בֵּיתִ֖י (bê·ṯî) in Genesis 15:3: Noun - masculine singular construct | first person common singular
בֵּיתִ֖י (bê·ṯî) in Genesis 15:3
Source Word
The BSB+ row for Genesis 15:3 links the English rendering "in my household" with בֵּיתִ֖י, Strong's H1004, and the morphology label N-msc | 1cs.
How The Form Affects Interpretation
The form clarifies that Abram's concern is tied to his own household under the pressure of the promise and his childlessness.
How To Communicate It
When teaching Genesis 15:3, use this form to show how the household phrase belongs to Abram's heirship concern without making grammar carry the covenant theology alone.
What Not To Say
- Grammar should serve context, not override it.
- Do not draw theology from grammatical gender, number, or state apart from the verse.
- Do not treat the first-person suffix as a full theology of possession or succession.
- Do not treat this occurrence as a complete word study for H1004.
What Does The Label Mean?
Hebrew-nominal
Noun
Noun - masculine singular construct | first person common singular
First person common singular
Masculine
Singular
Construct
This form carries the BSB rendering "in my household" within Genesis 15:3. Genesis 15 anchors God's covenant promise to Abram, moving from promise and faith to assurance and covenant sign.
What The Form Does In This Verse
Abram's household statement in Genesis 15:3, where he says one born in his household will be his heir
Abram's complaint about childlessness and household succession
It marks the household as Abram's own household, with the first common singular suffix tying the phrase directly to him.
The construct and suffix do not by themselves settle the doctrine of heirship, household, adoption, or covenant succession.
How Much The Form Matters Here
Moderate: The form clarifies Abram's household relation in a covenant-heirship concern.
Masculine singular construct noun with first common singular suffix. identifies the household as Abram's in the succession question. Attached to the household phrase in Genesis 15:3. Governed by the local phrase and passage context.

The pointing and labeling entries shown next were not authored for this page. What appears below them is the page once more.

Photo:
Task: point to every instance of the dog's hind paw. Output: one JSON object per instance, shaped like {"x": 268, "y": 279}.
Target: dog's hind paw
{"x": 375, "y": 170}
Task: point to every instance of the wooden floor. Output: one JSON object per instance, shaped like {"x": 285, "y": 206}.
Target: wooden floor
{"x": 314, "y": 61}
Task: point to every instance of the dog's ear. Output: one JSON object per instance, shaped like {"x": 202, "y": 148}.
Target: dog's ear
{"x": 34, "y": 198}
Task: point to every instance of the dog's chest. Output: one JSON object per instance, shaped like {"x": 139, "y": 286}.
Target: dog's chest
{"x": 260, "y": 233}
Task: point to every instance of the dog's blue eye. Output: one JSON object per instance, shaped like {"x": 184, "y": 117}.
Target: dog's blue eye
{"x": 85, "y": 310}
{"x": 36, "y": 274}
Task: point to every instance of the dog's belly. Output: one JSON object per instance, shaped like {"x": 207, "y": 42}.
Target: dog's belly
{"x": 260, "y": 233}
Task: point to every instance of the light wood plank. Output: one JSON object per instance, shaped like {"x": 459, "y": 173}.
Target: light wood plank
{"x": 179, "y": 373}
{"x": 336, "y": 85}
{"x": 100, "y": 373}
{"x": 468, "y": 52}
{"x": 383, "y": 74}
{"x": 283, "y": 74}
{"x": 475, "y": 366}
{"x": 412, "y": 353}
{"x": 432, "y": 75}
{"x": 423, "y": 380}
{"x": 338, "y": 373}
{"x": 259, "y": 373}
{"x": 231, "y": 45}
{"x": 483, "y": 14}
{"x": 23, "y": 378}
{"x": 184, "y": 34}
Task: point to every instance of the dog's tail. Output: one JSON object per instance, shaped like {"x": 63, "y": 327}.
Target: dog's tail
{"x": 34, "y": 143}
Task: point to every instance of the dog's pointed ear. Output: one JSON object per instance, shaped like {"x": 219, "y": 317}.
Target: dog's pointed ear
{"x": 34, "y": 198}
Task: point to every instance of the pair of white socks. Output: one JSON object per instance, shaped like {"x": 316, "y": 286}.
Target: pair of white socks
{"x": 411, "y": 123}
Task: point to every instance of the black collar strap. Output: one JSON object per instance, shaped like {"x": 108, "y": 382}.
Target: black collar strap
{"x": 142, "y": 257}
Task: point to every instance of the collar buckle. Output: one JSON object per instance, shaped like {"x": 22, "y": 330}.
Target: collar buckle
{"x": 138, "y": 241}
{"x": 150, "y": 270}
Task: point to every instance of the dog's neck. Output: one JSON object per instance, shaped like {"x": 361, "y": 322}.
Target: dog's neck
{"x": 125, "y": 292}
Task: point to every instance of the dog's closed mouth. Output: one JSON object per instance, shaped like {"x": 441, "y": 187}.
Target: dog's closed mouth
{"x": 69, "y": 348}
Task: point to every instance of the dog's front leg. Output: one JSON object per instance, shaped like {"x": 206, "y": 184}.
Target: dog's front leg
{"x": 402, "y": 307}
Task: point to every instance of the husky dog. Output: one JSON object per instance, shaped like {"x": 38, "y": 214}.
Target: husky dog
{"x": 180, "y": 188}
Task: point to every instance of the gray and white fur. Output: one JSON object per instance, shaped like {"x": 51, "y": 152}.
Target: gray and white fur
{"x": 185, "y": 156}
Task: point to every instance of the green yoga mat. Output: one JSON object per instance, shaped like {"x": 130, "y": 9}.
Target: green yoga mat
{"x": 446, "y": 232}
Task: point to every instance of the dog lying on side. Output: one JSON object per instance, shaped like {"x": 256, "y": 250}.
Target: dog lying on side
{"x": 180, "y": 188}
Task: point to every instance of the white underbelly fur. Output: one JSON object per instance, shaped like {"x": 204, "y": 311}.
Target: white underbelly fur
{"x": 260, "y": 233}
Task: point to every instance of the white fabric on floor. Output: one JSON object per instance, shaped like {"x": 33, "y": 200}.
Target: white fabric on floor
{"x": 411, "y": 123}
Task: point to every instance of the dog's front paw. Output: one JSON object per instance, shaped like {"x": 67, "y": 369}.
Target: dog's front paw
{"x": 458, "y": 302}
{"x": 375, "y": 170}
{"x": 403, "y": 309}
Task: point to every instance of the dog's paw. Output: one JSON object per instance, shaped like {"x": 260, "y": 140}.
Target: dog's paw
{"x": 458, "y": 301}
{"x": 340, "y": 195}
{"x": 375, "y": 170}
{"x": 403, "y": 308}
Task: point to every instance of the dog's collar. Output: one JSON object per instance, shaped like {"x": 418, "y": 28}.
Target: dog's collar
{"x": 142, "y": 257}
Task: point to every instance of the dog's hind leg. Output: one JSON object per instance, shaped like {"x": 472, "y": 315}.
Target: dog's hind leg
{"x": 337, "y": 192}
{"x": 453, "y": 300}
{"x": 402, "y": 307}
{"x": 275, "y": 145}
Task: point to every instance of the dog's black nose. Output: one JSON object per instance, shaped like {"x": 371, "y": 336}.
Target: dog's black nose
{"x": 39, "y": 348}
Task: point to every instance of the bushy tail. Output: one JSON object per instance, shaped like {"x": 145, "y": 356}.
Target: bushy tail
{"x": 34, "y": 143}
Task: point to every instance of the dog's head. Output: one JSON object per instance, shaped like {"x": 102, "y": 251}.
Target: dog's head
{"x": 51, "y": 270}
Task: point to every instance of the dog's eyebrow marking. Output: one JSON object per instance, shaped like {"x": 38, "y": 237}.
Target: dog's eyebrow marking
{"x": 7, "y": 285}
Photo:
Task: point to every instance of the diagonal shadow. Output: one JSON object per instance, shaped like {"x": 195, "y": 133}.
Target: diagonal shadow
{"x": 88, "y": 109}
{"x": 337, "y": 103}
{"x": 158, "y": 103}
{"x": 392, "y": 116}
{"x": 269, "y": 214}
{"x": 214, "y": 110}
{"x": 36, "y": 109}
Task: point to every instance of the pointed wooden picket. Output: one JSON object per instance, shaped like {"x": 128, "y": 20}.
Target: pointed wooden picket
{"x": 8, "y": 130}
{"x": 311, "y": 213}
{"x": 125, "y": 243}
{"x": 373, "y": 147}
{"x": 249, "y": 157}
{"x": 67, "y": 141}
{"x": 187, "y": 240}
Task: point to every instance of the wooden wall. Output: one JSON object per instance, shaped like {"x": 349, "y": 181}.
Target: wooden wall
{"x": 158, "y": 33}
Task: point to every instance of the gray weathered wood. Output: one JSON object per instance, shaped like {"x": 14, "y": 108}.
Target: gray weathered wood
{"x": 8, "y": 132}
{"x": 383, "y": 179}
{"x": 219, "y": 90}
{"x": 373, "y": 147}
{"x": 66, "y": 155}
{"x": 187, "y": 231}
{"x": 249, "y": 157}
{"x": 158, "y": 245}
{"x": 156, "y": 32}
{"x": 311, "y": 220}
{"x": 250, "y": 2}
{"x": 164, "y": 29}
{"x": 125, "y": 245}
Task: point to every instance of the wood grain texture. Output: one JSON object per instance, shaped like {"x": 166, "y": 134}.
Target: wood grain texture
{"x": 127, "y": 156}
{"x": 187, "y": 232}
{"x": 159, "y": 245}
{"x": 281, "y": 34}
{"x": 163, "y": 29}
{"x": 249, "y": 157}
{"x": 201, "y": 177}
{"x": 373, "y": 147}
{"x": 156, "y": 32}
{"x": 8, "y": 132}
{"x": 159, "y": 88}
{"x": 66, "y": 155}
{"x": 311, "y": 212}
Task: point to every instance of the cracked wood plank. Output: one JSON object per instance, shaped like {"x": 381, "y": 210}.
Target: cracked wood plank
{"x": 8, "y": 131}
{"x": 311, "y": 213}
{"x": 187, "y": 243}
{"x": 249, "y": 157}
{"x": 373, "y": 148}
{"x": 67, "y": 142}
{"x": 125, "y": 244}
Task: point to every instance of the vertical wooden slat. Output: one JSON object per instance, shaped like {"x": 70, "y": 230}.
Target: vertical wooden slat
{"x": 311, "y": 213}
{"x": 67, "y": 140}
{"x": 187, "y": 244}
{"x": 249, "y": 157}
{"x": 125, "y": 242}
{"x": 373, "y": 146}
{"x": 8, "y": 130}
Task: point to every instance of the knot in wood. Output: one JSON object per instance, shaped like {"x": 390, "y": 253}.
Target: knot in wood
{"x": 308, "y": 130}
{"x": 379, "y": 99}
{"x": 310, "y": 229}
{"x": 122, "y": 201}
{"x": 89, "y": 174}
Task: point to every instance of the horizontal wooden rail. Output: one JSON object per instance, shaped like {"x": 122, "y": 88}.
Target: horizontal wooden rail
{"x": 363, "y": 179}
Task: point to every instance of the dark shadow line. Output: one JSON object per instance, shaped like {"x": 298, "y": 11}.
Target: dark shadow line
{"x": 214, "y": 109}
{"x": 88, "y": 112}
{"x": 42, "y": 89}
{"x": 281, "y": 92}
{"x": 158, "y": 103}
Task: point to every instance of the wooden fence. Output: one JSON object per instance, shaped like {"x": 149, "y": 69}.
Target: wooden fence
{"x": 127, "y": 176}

Construct, preposition, and suffix markers identify relationship, but the verse determines the referent and theological force.
Whose household is being discussed? Abram's household is in view as he speaks about the one who will be his heir.
Direct: The construct and suffix directly support the rendering "in my household."
Construct and suffix forms mark relationship, but the verse identifies the referent. The household phrase must be read with Abram's childlessness and heirship concern. Masculine grammatical form is not a separate theological gender claim.
Suffix alone proves possession theology: The suffix identifies relation; the passage governs the covenant-heirship question. construct state decides every relationship automatically: Construct state marks relation, but the local phrase and context determine how to explain it.
How The Interpretation Is Derived
The BSB+ row for Genesis 15:3 links the English rendering "in my household" with בֵּיתִ֖י, Strong's H1004, and the morphology label N-msc | 1cs.
H1004 is represented here by the lemma בַּיִת. In this occurrence, the public guide is limited to the BSB rendering "in my household" rather than every possible gloss of the entry.
The construct form and suffix make the household phrase relational: Abram speaks of his own household in the question of succession.
Genesis 15 anchors God's covenant promise to Abram, moving from promise and faith to assurance and covenant sign.
The form fits Scripture's covenant pattern in which God speaks, promises, judges, gives, and keeps his word.
When teaching Genesis 15:3, use this form to show how the household phrase belongs to Abram's heirship concern without making grammar carry the covenant theology alone.
Do not derive a full theology of household, heirship, or covenant succession from N-msc | 1cs alone. The form marks a relationship in Abram's complaint.